By definition, a child soldier
by
Adamatari
07/15/2008, 8:07 PM #
Omar Khadr certainly was fighting on the side of the "worst of the worst" - but he was 15! It is quite clear that he was trained from a young age and brought up to participate in war and terrorism. While I wouldn't hesitate to defend myself from anyone of any age, in the context of a captured prisoner who was brought up into military service, the treatment he's recieved is immoral and dumb.
It is universally acknowledged that the young are not as culpable as adults, and that child soldiers are victims as well as perpetrators. All effort is made, in other cases, to rehabilitate and save these children. Apparently this is another place where the US differs... This child was brought up in a family of terrorists, then captured while still a child. Instead of working to redeem him, they have worked to ruin him.

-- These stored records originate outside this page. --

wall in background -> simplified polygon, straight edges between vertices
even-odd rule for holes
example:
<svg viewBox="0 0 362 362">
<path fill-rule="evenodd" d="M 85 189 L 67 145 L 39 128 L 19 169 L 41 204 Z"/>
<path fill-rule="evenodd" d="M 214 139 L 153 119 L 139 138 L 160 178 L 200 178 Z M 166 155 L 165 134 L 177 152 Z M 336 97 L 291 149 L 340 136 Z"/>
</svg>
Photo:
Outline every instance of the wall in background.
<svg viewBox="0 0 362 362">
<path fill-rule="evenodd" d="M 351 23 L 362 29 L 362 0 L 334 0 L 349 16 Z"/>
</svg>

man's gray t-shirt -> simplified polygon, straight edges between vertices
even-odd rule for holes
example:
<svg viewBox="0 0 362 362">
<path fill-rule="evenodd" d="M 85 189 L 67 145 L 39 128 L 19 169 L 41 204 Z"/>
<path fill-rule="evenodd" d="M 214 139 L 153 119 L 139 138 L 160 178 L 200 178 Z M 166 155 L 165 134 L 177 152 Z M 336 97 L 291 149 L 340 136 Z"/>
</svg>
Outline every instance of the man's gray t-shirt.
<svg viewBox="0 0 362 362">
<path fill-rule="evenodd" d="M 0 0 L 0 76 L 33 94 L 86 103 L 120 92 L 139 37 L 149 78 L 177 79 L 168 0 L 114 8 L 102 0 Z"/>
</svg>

This was a potential PR coup for the US and its allies - "Child Soldier Saved". Canada could have used this to imprison his mother, who clearly is guilty of gross child abuse along with his dead father for training and allowing this child to go to war. The facts of this case speak for themselves.
Protecting the weak (such as children) is a cornerstone of morality. To add to their wounds is wrong in every possible way. This is the morality we've accepted, the same morality embraced by the family that worked the first stage of his ruin. We are the terrorists now.